En l’occurrence, qui abuse qui ? Celui qui, dans sa fausse image de lui-même, axe stratégie de conquête dans un rapport de force voué à l’échec ou celle qui comprend trop vite que cet homme-là ne pourra jamais l’aimer vraiment. Il y a de l’imposture dans l’air : celui qui ne peut s’attacher est bien celui qui est le moins libre, le plus dépendant d’un sourire, d’un regard ou d’une caresse.

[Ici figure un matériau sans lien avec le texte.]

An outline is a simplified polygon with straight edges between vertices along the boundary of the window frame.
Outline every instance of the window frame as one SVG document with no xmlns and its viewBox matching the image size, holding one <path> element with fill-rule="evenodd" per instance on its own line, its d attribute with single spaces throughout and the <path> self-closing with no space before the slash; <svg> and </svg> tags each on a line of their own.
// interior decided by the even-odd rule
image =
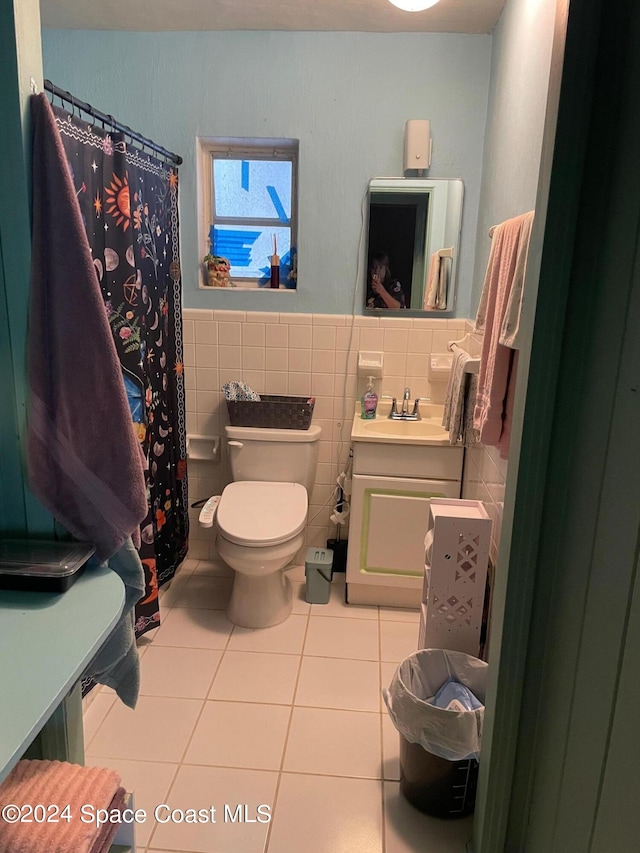
<svg viewBox="0 0 640 853">
<path fill-rule="evenodd" d="M 291 247 L 298 247 L 298 165 L 300 144 L 297 139 L 258 139 L 254 137 L 210 137 L 200 138 L 199 143 L 199 160 L 200 169 L 198 175 L 198 196 L 200 207 L 200 246 L 202 249 L 202 257 L 212 250 L 209 244 L 209 232 L 212 225 L 217 223 L 222 225 L 237 225 L 248 224 L 251 226 L 260 225 L 282 225 L 282 222 L 274 217 L 273 219 L 260 218 L 247 220 L 242 217 L 218 217 L 214 213 L 214 174 L 213 162 L 214 159 L 233 159 L 233 160 L 273 160 L 286 161 L 291 163 L 291 216 L 288 227 L 291 229 Z M 205 274 L 202 263 L 199 264 L 200 276 L 199 287 L 203 290 L 211 290 L 205 283 Z M 259 278 L 234 278 L 234 287 L 228 290 L 235 291 L 265 291 L 271 293 L 295 293 L 295 288 L 282 288 L 280 290 L 271 290 L 269 287 L 259 286 Z M 216 288 L 218 290 L 218 288 Z M 227 290 L 227 288 L 220 288 Z"/>
</svg>

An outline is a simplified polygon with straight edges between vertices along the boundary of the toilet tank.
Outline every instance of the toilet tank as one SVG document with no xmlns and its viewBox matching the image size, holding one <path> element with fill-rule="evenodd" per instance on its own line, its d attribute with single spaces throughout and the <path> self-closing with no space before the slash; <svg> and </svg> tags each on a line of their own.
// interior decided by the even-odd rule
<svg viewBox="0 0 640 853">
<path fill-rule="evenodd" d="M 316 481 L 322 429 L 261 429 L 226 426 L 234 480 L 300 483 L 310 495 Z"/>
</svg>

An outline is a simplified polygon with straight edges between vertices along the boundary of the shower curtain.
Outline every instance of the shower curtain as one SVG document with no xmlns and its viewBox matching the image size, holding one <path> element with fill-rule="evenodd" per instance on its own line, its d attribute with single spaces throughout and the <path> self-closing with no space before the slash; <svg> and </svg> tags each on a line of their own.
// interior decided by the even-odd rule
<svg viewBox="0 0 640 853">
<path fill-rule="evenodd" d="M 89 238 L 131 417 L 147 462 L 140 525 L 141 636 L 160 624 L 158 589 L 187 553 L 178 171 L 123 134 L 53 107 Z M 72 344 L 72 342 L 70 342 Z M 97 353 L 79 355 L 82 360 Z"/>
</svg>

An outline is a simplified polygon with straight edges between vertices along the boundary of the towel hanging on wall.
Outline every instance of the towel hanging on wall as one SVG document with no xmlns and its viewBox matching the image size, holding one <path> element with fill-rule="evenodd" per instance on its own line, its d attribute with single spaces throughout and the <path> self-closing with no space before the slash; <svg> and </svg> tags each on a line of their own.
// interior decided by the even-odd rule
<svg viewBox="0 0 640 853">
<path fill-rule="evenodd" d="M 143 457 L 55 118 L 45 94 L 31 106 L 29 482 L 106 560 L 146 515 Z"/>
<path fill-rule="evenodd" d="M 509 446 L 517 368 L 512 347 L 519 342 L 532 222 L 533 212 L 529 212 L 495 227 L 476 316 L 476 332 L 484 337 L 473 421 L 482 443 L 499 446 L 503 457 Z"/>
</svg>

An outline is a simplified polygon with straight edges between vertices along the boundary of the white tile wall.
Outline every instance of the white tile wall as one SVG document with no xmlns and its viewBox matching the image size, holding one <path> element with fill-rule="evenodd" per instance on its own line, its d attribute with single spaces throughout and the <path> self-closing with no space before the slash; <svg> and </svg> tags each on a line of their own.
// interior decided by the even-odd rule
<svg viewBox="0 0 640 853">
<path fill-rule="evenodd" d="M 358 351 L 384 352 L 379 394 L 399 396 L 409 386 L 414 396 L 442 401 L 445 383 L 430 385 L 427 357 L 446 351 L 465 329 L 465 320 L 355 317 L 352 323 L 341 314 L 185 309 L 187 431 L 224 433 L 228 416 L 220 389 L 232 379 L 267 394 L 313 394 L 314 423 L 323 432 L 305 549 L 325 546 L 335 536 L 329 516 L 338 460 L 344 465 L 348 456 L 354 403 L 366 383 L 356 375 Z M 219 494 L 229 480 L 223 442 L 220 463 L 189 463 L 190 503 Z M 191 519 L 189 556 L 215 557 L 211 531 L 198 526 L 198 510 L 191 510 Z M 304 549 L 298 562 L 304 562 Z"/>
<path fill-rule="evenodd" d="M 493 521 L 489 556 L 494 564 L 500 546 L 506 477 L 507 461 L 500 458 L 497 448 L 480 446 L 467 451 L 462 496 L 482 501 Z"/>
<path fill-rule="evenodd" d="M 470 320 L 462 322 L 462 332 L 473 332 Z M 434 350 L 435 351 L 435 350 Z M 462 497 L 484 502 L 487 512 L 493 520 L 490 557 L 497 563 L 500 534 L 502 531 L 502 513 L 504 509 L 504 490 L 507 479 L 508 461 L 501 459 L 495 447 L 480 445 L 467 451 L 462 481 Z"/>
</svg>

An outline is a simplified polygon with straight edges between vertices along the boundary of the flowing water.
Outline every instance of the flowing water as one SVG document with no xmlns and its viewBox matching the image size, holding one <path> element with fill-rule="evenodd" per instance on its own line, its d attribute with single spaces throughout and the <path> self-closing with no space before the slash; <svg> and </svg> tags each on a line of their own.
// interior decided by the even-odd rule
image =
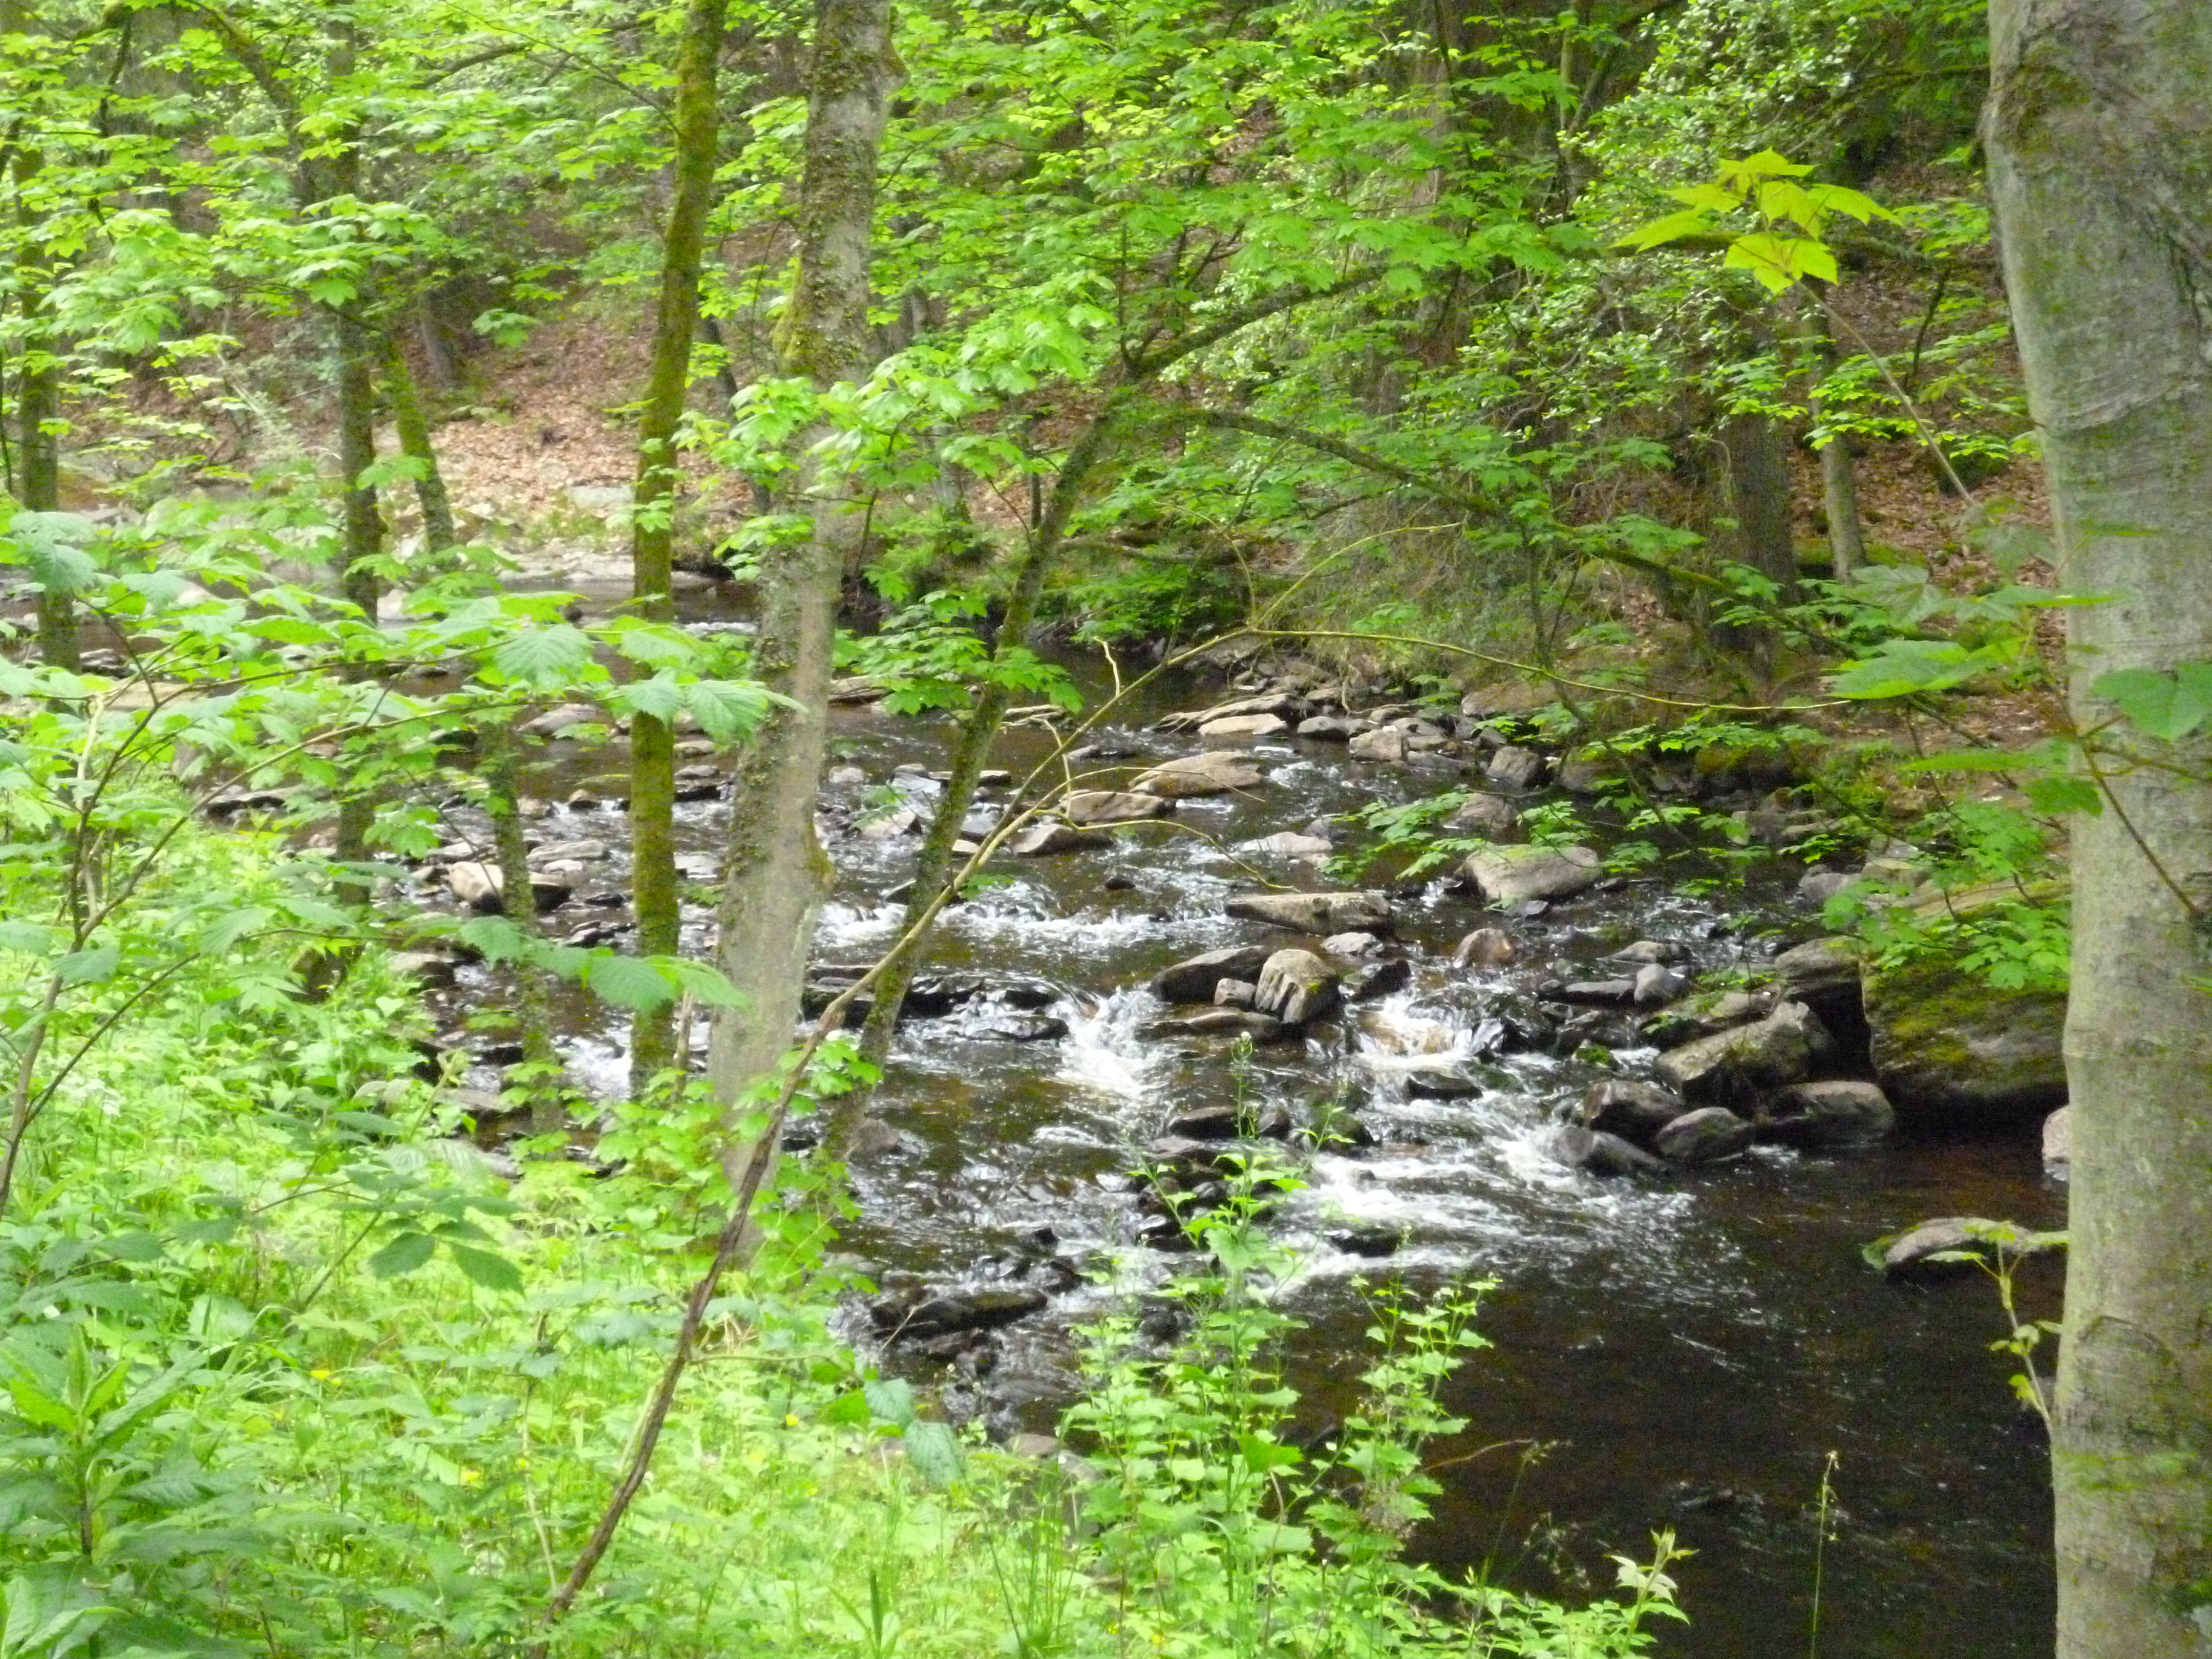
<svg viewBox="0 0 2212 1659">
<path fill-rule="evenodd" d="M 1219 692 L 1162 687 L 1126 724 L 1094 737 L 1146 760 L 1215 746 L 1147 721 Z M 824 790 L 838 878 L 817 962 L 866 961 L 895 935 L 902 911 L 884 895 L 910 873 L 918 836 L 870 838 L 854 825 L 879 806 L 886 785 L 926 806 L 927 780 L 894 769 L 941 766 L 949 738 L 941 721 L 838 714 L 837 763 L 867 782 Z M 1020 775 L 1048 745 L 1042 732 L 1010 729 L 993 763 Z M 1573 965 L 1641 938 L 1679 941 L 1705 969 L 1755 963 L 1775 948 L 1749 921 L 1656 878 L 1512 924 L 1522 955 L 1501 969 L 1450 965 L 1455 941 L 1484 920 L 1474 900 L 1441 883 L 1407 893 L 1396 934 L 1414 964 L 1410 983 L 1303 1042 L 1258 1049 L 1240 1085 L 1219 1040 L 1144 1036 L 1162 1010 L 1142 988 L 1199 951 L 1288 942 L 1224 916 L 1225 896 L 1334 884 L 1310 865 L 1238 843 L 1468 781 L 1458 758 L 1367 763 L 1341 745 L 1295 738 L 1249 752 L 1263 784 L 1185 801 L 1172 819 L 1109 849 L 1003 860 L 948 913 L 935 964 L 1048 998 L 1043 1012 L 1066 1035 L 995 1034 L 1007 1011 L 989 998 L 902 1026 L 877 1107 L 896 1144 L 856 1170 L 860 1215 L 847 1247 L 933 1284 L 1021 1272 L 1038 1254 L 1033 1241 L 1046 1237 L 1053 1251 L 1122 1265 L 1115 1287 L 1075 1286 L 1002 1333 L 996 1367 L 980 1382 L 938 1368 L 947 1397 L 999 1426 L 1049 1427 L 1070 1381 L 1068 1323 L 1174 1269 L 1178 1258 L 1134 1246 L 1139 1214 L 1126 1179 L 1167 1117 L 1230 1102 L 1240 1088 L 1263 1109 L 1335 1099 L 1377 1144 L 1313 1158 L 1309 1184 L 1272 1224 L 1302 1262 L 1285 1294 L 1310 1322 L 1293 1363 L 1306 1418 L 1317 1424 L 1349 1403 L 1363 1363 L 1364 1281 L 1387 1273 L 1493 1286 L 1480 1321 L 1492 1346 L 1449 1390 L 1470 1426 L 1436 1448 L 1445 1492 L 1415 1540 L 1423 1557 L 1579 1593 L 1610 1583 L 1609 1553 L 1647 1552 L 1651 1531 L 1671 1527 L 1696 1552 L 1676 1569 L 1693 1622 L 1668 1635 L 1663 1650 L 1699 1659 L 1804 1652 L 1815 1514 L 1832 1452 L 1820 1654 L 2047 1653 L 2044 1452 L 2010 1398 L 2012 1362 L 1989 1348 L 2002 1329 L 1995 1297 L 1974 1276 L 1887 1282 L 1858 1254 L 1866 1240 L 1932 1215 L 2057 1224 L 2063 1194 L 2030 1141 L 1905 1142 L 1848 1157 L 1762 1148 L 1643 1186 L 1601 1182 L 1545 1155 L 1554 1109 L 1603 1074 L 1589 1063 L 1519 1054 L 1481 1062 L 1487 1086 L 1477 1097 L 1411 1091 L 1425 1059 L 1472 1053 L 1486 1006 L 1553 970 L 1594 976 Z M 613 749 L 556 747 L 539 787 L 564 798 L 617 760 Z M 707 861 L 695 866 L 702 875 L 721 811 L 717 801 L 683 809 L 684 844 Z M 536 826 L 544 841 L 618 844 L 622 831 L 611 806 L 556 810 Z M 619 860 L 609 880 L 619 886 Z M 585 913 L 556 912 L 553 931 L 572 914 Z M 1809 913 L 1796 923 L 1781 942 L 1814 929 Z M 702 910 L 687 942 L 704 947 L 706 925 Z M 476 970 L 465 978 L 464 1000 L 491 994 Z M 617 1035 L 586 1018 L 577 1012 L 568 1038 L 572 1069 L 611 1088 Z M 1650 1057 L 1620 1048 L 1613 1062 L 1633 1073 Z M 1359 1224 L 1403 1243 L 1383 1261 L 1330 1242 Z M 2048 1285 L 2029 1290 L 2052 1298 Z"/>
</svg>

C’est que, à vrai dire, des caresses il en a reçu fort peu, Eddy M. Maman décédée prématurément, il a grandi dans les bras de la nourrice historique, au service de la famille depuis longtemps. Une intendante appliquée, dévouée, fiable mais peu affective. Attentive autant que froide, elle appréciait de pouvoir poser ce bébé « n’importe où » et de le voir « si sage », « tellement sage ». C’est ce qu’elle disait au père à son retour, le soir. Eddy M. était sage au point qu’elle s’autorisait à sortir faire une « petite course », descendre au garage, monter dans les étages pour faire le ménage. Eddy M. jouait gentiment, imperturbable, trônant au milieu de ses petites voitures et d’innombrables jeux d’éveil, de livres et petits instruments de musique. L’enfant ne bronchait pas, ne pleurait pas, ne réclamait pas. Il fixait un jouet, l’explorait sous toutes ses coutures, le testait et le délaissait finalement au profit d’un autre. À l’infini. Il mangeait bien, étudiait bien, dormait bien, vivait bien. Tout allait bien et son père ne pouvait que se féliciter que tout roule comme sur des roulettes. Le petit apportait largement au père de quoi être soulagé. Cela pourrait passer pour du bonheur, conquis malgré les vicissitudes de la vie.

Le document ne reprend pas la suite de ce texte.